En dan nog een pijnpunt: ‘Doe iets aan de gekmakende complexiteit van de wet- en regelgeving in het sociaal domein. Je kunt van mensen met een IQ van 70 of minder niet vragen om hun weg te vinden in een systeem van 27 inkomensondersteunende maatregelen en acht verschillende partner- en inkomensdefinities. Dit stelsel is onveilig voor mensen, daarmee krijg je ze nooit uit de bijstand.’
Doelmatig werken vraagt vaklui
Doelmatig werken vraagt om vaklui - Dannenberg: 'Hebben we wel voldoende professionals om al het werk te doen dat op het sociaal domein afkomt?’ - en budget. Hij vindt dat het Rijk in de lijn met de aanbevelingen van de commissie Borstlap de gemeenten meer geld moet geven om mensen van bijstand naar werk, betaald of vrijwillig, te geleiden. Daartoe moet het reïntegratiebudget voortaan met het bijstandsbestand meebewegen. 'Nu krijgen gemeenten een vast bedrag voor de financiering van begeleiding, training en om- en bijscholing, waar wij voor pleiten is dat die som stijgt en daalt met het aantal mensen in de bijstand. Net zoals bij het UWV, waar het budget voor re-integratie direct is gerelateerd aan het aantal mensen in de ww.’
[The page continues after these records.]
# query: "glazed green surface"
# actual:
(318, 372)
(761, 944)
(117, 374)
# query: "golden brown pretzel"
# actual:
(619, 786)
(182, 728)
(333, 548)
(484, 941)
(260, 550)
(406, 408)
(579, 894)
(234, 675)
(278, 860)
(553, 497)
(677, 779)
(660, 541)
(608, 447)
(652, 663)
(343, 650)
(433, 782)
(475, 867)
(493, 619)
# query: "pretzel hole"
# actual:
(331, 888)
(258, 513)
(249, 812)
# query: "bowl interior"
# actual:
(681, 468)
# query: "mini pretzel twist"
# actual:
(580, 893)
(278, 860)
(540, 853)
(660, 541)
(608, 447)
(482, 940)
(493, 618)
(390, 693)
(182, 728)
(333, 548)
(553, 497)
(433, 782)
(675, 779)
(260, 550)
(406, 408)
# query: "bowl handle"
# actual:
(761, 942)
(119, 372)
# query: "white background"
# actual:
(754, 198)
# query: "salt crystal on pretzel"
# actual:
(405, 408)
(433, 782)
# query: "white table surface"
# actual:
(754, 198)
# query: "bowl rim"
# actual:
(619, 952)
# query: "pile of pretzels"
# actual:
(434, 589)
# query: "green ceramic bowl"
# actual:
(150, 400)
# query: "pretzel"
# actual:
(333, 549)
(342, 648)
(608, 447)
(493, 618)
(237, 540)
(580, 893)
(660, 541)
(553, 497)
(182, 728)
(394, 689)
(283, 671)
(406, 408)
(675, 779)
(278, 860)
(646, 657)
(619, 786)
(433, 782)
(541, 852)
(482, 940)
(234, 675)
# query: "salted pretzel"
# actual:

Het kabinet heeft als onderdeel van een sociaal pakket vanwege de coronacrisis 683 miljoen euro beschikbaar gesteld voor ondersteuning en begeleiding naar nieuw werk. Dannenberg: 'Positief is ook dat gemeenten en UWV volgend jaar “ontschot” gaan werken – de sociale dienst wacht niet langer met trajectbegeleiding totdat iemand zijn laatste WW-uitkering heeft gekregen- en dat er meer scholings- en re-integratiegeld vrijkomt.’